Die peußische Jägerbüchse M 1811
Geschichte
Text: Udo Lander
Nach eingehenden Versuchen in den Jahren 1809 und 1810 erhielten die preußischen Jäger ab 1811allmählich eine neue Steinschlossbüchse mit Stecher, die von ihrer Konstruktion her weitaus solider war, als ihre Vorgängermuster. Zwar wurde eine Einführungsordre für diese neue Büchse bis heute nicht gefunden, doch ist ein Lieferauftrag vom 1. Juli 1811 an die Potsdamer Gewehrfabrik belegt, nach dem die Gebrüder Schickler zunächst 100 Jägerbüchsen liefern sollten, jedoch eine jährliche Fertigung von 500 Stück vertraglich festgelegt war. Leider sind jedoch bis heute keine Realstücke aus der Zeit der frühen Fertigung aufgetaucht. Die wenigen, bis heute unverändert erhalten gebliebenen Büchsen M 1811 stammen zumeist aus der Fertigungsperiode der 20er-Jahre des 19. Jahrhunderts.
Interessant an der vorliegenden Büchse ist die nicht aus Messing, sondern aus Eisen gefertigte Pfanne, die an weiteren Exemplaren nachgewiesen werden kann. Die Hintergründe für diese unterschiedliche Fertigung sind bisher leider nicht bekannt geworden.
Auch nach dem Fertigungsbeginn der Büchse im Jahre 1811 hat es noch Überlegungen zu Detailänderungen gegeben. So wurde ab 1812 der Vorderschaft etwas verkürzt und anstelle eines Nasenbandes erhielten die Büchsen nun ca. 83mm lange, an der Laufunterseite doppelt verschraubte Vorderschaftkappen, an denen gleichzeitig der Hirschfängerhaken angebracht war. Dies hat sich offensichtlich aber nicht bewährt und bereits ab 1823 wurden diese großen Schaftkappen durch weitaus kleinere ersetzt und der Hirschfängerhaken am Lauf direkt befestigt.

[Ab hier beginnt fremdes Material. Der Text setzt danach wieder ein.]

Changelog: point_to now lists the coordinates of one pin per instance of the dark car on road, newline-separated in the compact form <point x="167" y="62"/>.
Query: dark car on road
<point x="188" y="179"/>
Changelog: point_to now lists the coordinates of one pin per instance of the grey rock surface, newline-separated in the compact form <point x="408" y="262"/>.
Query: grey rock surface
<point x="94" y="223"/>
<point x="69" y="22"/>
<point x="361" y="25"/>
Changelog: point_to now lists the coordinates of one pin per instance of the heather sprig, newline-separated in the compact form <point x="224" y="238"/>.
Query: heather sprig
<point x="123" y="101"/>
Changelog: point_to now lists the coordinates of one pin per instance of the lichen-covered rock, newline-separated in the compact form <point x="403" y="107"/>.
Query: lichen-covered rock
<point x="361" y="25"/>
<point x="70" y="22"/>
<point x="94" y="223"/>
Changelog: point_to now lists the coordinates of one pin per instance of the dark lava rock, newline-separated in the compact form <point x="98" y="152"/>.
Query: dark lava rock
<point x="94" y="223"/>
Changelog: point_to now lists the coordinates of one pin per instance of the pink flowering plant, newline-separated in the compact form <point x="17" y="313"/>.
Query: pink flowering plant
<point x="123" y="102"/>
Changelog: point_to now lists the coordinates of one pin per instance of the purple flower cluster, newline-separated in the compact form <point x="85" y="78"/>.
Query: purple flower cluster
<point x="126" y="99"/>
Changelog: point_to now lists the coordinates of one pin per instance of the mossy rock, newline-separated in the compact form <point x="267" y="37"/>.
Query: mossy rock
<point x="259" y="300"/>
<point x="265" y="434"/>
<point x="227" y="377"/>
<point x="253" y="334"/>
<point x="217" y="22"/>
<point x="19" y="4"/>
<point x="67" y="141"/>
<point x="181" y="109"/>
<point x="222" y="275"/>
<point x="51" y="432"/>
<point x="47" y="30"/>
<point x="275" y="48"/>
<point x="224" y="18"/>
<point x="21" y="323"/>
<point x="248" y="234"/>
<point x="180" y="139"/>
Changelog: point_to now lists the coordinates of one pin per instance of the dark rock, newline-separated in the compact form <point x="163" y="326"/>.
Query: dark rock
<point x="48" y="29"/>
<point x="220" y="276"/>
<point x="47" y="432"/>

Entsprechend dem taktischen Auftrag der Jäger war die Büchse als Präzisionswaffe konstruiert, mit der gezielte Einzelschüsse auch auf große Entfernung abgegeben werden konnten. Diese Präzision wurde durch den gezogenen Lauf erreicht, dessen Züge dem Geschoss einen stabilisierenden Drall vermittelten. Die damit erreichte Treffgenauigkeit musste aber mit einem aufwendigen und zeitraubenden Ladevorgang erkauft werden, bei dem die von einem Pflaster umkleidete Kugel (Barchent) nach dem Einbringen des Pulvers in den Lauf erst mit dem Ladehammer an der Mündung angesetzt, mit dessen Stil etwas den Lauf hinuntergedrückt und dann mit dem stabilen Ladestock den Lauf hinuntergerammt wurde. Das mit zunehmender Schusszahl durch die Pulverrückstände immer kleiner werdende Laufkaliber erschwerte den Ladevorgang immer mehr, bis es auch unter größter Kraftanstrengung, selbst unter Zuhilfenahme von schweren Feldsteinen, mit denen der Ladestock nach unten geschlagen wurde, nicht mehr möglich war, die Büchse zu laden. In diesem Falle musste der Lauf ausgewaschen werden. Während dieser umständlichen und sehr langwierigen Ladeprozedur war der einzelne Jäger völlig wehrlos. Um aber solche prekären Situationen zu verhindern, führte der Jäger noch zwei Sorten Patronenmunition, bestehend aus Papierhülse, Kugel und Pulver mit sich. Die sogenannte „Passpatrone“ war ein fertig abgepackter Einzelschuss mit Pflasterkugel und ersparte dem Schützen den Gebrauch von Pulverflasche und Lademaß. Das Geschoss der „Spielpatrone“ hatte ein etwas kleineres Kaliber als das Passgeschoss und konnte deswegen ohne große Mühe in den Lauf eingebracht und nach unten gedrückt werden. Die Führung der Züge übertrug sich in diesem Fall auf das mit eingeschobene Patronenpapier und damit auch auf das Geschoss.
Die Jägerbüchsen M 1811, deren mengenmäßig größter Anteil sicherlich erst nach den Befreiungskriegen in den Gewehrfabriken Potsdam und Neiße sowie in Suhl produziert wurde, blieben nach weiteren, noch zweimaligen Änderungen, bis zum Jahre 1854 Standardwaffe der preußischen Jäger. Danach begann ihr Ersatz durch die Zündnadel-Pikenbüchse M/54 und damit ihre zweite Karriere als Defensionsbewaffnung bei der Landwehr.